Kuan Yew is so powerful that he can be right when he claims to be wrong.
Kuan Yew is language.
But for the record, Kuan Yew has never quite said that bilingualism was wrong. He thinks that Mandarin has been taught in the wrong manner, but this is in no way an admission that bilingualism was, at its core, wrong. What a great chance to aggrandize the legendary status of Kuan Yew though! He is now such a great leader that he is not afraid to say that he is wrong.
Kuan Yew, so full of wisdom as always, has denied Singapore of its unborn/undead Conrads and Nabokovs. “Nobody can master two languages at the same level,” he claims, citing his daughter. Perhaps not the same level, if it was ever really about mastering them at the same level, but how about mastering two languages nevertheless?
“It doesn’t matter what level [students] reach, they will like the language [if the lessons are engaging], it’s fun and later on in life they’ll use it,” Kuan Yew says about the teaching of Mandarin.
Why bilingualism, still? But let’s first ask ourselves, what bilingualism? For it is not simply a matter of learning two languages. Even if English as the first language is a given, there have always been only limited choices for one’s second language.

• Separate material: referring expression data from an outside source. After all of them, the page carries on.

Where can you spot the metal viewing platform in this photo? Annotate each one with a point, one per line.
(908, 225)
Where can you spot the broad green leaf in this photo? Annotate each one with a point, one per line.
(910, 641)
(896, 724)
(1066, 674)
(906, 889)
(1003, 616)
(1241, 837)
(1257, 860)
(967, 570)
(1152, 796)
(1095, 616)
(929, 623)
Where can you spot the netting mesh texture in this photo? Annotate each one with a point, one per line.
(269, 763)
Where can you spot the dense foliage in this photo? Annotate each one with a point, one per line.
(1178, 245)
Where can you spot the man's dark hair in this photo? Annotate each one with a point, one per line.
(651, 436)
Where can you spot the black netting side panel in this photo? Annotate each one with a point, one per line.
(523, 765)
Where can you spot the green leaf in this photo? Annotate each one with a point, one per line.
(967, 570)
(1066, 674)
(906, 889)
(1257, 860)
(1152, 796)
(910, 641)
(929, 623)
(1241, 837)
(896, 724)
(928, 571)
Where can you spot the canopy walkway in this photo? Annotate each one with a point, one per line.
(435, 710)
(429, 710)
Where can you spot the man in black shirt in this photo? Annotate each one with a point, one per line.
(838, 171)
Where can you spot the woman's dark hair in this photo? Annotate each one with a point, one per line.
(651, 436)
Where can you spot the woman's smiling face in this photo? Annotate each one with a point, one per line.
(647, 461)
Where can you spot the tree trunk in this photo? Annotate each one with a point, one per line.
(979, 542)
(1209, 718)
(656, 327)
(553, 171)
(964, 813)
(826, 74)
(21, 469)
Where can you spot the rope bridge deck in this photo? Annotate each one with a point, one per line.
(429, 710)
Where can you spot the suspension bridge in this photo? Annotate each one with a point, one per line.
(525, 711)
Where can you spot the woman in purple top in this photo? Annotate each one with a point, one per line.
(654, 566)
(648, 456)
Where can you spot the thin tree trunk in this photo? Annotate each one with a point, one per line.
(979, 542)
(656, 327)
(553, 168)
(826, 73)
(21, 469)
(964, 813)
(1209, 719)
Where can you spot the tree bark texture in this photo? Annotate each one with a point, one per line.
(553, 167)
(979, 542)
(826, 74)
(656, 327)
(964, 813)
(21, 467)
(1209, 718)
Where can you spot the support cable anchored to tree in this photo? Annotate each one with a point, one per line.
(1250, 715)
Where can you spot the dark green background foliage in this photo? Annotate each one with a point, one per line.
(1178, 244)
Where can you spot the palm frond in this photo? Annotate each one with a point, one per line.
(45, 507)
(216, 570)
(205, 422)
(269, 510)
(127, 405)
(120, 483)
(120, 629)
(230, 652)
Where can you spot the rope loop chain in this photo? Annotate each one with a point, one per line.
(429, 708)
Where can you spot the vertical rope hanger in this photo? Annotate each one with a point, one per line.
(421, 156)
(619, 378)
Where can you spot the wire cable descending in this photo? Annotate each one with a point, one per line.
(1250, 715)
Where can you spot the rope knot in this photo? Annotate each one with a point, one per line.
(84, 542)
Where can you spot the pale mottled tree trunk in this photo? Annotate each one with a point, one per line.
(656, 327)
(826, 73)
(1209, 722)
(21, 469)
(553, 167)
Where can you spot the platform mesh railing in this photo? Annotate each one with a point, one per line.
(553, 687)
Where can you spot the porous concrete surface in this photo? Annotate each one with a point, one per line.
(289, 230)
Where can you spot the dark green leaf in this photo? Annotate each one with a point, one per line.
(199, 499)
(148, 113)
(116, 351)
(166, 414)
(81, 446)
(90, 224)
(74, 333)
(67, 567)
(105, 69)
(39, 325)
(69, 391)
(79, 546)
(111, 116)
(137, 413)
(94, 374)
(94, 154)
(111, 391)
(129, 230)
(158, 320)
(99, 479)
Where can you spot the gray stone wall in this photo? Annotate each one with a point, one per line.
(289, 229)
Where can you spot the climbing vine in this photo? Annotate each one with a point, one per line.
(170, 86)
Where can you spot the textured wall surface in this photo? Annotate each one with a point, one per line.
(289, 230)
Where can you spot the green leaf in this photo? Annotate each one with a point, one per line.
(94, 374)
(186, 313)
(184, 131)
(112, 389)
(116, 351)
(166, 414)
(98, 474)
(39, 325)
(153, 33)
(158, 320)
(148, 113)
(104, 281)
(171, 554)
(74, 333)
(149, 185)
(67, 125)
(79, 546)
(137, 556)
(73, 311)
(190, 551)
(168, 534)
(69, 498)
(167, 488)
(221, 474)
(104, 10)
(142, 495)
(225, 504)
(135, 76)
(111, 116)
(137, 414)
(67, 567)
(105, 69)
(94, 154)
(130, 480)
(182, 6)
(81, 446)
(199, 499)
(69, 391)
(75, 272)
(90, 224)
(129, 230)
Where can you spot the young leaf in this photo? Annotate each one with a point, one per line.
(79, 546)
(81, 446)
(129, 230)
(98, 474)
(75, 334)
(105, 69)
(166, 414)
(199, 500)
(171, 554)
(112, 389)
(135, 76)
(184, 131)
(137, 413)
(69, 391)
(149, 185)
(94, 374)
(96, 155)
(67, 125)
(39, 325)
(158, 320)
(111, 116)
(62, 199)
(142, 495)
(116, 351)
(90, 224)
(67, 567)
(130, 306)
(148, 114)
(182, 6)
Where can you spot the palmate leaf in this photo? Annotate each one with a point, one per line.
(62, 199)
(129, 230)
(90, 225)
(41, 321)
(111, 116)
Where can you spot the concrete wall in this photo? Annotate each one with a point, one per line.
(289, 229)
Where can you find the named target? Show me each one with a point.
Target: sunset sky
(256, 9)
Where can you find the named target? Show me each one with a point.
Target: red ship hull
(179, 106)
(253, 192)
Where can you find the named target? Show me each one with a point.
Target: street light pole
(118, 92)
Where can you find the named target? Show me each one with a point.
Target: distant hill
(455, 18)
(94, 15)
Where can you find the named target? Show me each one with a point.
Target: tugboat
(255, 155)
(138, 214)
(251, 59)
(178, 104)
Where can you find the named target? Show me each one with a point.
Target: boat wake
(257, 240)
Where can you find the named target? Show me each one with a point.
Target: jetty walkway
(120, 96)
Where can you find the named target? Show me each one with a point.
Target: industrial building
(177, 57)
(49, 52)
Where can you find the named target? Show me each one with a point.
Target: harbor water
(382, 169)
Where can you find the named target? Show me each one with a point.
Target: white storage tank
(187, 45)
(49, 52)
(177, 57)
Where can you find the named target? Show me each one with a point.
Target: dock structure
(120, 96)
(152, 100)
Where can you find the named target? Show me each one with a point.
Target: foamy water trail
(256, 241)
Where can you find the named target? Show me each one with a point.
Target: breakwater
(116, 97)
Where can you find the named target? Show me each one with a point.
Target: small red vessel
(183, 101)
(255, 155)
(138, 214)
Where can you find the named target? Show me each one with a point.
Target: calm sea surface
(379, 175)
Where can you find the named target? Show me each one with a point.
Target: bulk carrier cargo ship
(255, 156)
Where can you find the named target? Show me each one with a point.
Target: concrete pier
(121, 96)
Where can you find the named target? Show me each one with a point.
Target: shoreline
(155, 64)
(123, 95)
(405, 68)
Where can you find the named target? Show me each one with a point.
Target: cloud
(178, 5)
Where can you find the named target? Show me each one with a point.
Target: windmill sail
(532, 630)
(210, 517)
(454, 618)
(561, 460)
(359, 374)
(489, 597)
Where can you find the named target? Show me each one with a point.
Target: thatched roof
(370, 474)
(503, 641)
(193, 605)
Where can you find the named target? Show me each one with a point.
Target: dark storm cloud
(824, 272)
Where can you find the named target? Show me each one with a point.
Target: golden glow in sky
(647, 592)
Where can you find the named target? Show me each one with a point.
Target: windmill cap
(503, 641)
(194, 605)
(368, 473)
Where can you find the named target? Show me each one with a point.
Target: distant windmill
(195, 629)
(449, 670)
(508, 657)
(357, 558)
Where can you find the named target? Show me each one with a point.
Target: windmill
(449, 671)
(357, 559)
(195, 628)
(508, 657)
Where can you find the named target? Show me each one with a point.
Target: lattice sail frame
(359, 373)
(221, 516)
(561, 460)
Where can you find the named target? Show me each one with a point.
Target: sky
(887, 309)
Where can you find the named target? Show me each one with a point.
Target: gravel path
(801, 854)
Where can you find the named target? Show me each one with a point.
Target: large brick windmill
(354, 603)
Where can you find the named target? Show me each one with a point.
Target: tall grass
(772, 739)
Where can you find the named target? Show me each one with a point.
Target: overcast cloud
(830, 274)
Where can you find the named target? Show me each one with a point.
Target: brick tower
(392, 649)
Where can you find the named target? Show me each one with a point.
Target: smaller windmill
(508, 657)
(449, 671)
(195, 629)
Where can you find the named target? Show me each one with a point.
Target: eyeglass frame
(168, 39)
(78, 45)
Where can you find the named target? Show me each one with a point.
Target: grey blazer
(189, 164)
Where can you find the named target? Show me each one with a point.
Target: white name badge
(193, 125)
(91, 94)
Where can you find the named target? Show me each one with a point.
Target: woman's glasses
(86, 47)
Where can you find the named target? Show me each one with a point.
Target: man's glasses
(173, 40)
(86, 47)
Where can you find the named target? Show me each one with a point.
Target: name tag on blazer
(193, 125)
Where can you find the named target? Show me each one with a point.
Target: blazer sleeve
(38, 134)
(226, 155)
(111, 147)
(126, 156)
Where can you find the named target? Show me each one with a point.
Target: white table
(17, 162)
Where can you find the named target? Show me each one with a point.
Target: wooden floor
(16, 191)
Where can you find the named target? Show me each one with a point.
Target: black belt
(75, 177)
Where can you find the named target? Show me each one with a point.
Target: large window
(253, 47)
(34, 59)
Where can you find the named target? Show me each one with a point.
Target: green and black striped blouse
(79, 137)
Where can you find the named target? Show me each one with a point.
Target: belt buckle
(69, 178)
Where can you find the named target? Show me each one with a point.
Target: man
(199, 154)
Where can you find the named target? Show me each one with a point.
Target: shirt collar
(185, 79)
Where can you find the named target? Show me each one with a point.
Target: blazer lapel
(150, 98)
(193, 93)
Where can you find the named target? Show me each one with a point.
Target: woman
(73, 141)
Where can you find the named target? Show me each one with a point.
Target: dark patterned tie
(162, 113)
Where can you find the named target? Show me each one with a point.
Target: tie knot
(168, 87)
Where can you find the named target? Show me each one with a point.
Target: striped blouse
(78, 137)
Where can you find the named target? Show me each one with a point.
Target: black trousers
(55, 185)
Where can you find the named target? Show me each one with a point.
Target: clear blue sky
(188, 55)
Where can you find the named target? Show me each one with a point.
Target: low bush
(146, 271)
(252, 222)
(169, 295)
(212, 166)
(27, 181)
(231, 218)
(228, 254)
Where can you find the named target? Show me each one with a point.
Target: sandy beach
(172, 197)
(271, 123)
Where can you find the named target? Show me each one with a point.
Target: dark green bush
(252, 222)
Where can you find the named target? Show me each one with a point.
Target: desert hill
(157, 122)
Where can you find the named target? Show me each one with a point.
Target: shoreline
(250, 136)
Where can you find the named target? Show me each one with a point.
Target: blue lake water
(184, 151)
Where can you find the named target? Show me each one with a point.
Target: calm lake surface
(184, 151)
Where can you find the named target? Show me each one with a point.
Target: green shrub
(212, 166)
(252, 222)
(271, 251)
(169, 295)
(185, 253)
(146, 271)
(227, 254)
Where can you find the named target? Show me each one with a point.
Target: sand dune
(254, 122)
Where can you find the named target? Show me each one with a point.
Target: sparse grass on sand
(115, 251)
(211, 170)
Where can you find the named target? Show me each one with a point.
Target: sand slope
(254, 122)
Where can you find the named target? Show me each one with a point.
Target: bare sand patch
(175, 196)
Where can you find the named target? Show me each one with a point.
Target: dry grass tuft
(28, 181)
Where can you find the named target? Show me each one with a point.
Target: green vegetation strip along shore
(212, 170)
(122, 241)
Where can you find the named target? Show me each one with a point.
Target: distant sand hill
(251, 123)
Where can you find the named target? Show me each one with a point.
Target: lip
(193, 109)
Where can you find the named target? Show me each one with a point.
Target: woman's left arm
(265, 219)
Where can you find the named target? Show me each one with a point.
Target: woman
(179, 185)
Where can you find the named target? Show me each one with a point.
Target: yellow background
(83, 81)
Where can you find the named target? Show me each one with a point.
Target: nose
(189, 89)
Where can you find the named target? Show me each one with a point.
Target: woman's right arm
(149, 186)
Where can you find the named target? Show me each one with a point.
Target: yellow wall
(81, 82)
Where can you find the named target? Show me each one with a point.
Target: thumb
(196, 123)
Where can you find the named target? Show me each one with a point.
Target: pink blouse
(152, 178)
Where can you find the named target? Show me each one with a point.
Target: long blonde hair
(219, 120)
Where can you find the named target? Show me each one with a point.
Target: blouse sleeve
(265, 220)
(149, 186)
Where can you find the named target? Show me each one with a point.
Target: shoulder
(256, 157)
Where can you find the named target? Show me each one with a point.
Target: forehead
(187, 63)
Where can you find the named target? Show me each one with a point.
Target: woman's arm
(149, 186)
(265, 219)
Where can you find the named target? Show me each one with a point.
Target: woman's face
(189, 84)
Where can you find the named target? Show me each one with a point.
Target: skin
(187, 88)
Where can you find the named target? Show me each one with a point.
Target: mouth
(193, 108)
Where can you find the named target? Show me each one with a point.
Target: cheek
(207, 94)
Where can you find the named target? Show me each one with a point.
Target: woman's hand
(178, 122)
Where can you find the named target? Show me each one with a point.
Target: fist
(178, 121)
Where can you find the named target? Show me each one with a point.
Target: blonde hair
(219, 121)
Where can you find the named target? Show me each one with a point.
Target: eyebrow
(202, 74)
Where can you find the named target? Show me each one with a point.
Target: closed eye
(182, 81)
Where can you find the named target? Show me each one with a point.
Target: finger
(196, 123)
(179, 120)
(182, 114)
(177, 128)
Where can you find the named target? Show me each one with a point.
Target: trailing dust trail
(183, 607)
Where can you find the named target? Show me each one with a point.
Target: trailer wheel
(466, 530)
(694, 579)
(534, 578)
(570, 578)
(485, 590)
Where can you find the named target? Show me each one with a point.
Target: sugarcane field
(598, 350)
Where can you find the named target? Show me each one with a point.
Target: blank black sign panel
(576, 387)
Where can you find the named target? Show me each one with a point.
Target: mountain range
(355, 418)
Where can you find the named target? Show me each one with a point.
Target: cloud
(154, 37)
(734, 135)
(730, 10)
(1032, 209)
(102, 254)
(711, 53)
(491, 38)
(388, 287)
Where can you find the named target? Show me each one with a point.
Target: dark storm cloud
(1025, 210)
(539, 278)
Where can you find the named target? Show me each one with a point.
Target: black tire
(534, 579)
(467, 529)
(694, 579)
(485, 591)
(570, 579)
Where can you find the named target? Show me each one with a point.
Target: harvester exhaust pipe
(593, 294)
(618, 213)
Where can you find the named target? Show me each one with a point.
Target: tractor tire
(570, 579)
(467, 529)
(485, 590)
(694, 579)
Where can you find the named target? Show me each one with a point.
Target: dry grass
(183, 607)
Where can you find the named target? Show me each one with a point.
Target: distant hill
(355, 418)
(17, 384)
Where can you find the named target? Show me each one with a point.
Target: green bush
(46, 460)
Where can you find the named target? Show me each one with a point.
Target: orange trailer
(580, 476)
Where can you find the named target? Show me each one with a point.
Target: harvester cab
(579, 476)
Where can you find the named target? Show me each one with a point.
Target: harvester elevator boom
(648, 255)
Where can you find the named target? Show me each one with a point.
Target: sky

What is the state’s definition of a language learned? We have English as the first language, and we have Mandarin as one of the second languages. “Mother tongue,” they call it, with unabashed intimacy even if most mothers at one point in the past merely spoke dialects. But the supposed tongues of our mothers seem to come from a world so different that we have difficulty making them our own while the tongues that really belonged to our mothers were cut and banned from pubic broadcast. A seconded language rather than a second language. And yet, we have to submit to a stepmother tongue while gazing towards China, perhaps an ex-motherland. We are told we need to have a Stepmother Tongue for a disowned motherland. And despite all these familial but unfamiliar posturing, it is for the sake of business, we are also told. Speak the language of the Hans. Little Hans fearful of severance, embracing surrogate mothers, pleasing fathers.
And the first language is, for those who are brought up by people who speak no English, not the first language they speak; and for many others, it is in fact a second English to the Singlish that they have picked up. But Singlish is wrong, we are told. We have to learn Standard English, when there is no single standard for English. And it is the language of business too.
It would seem then that there we are handicaps when it comes to languages of persons. We only have languages of functions. Language is always reducible to a function, a prosthesis of bankrupt selves instead of being integral to these selves and enriching them. And languages are always borrowed, like the toolbox one might borrow from one’s neighbor. We can master English without being a master of English—in other words, without taking ownership of it, not to mention being one with it. Perhaps our bilingualism is nonlingualism. I have suspected for some time already, that I am semi-illiterate, if not fully so.
All for the greater good, surely. The state only needs businesmachines, not businessmen and certainly, certainly not people of language, people who can decide to be who they are. Except perhaps for the few who can be held up as evidence that Singapore has a really vibrant literary scene.
Was the state wrong in the implementation of how Mandarin was/is taught (and it is a banal point Kuan Yew is making since everyone knows that interesting lessons are better than boring ones) or is it still wrong (willfully?) in its primary approach to language?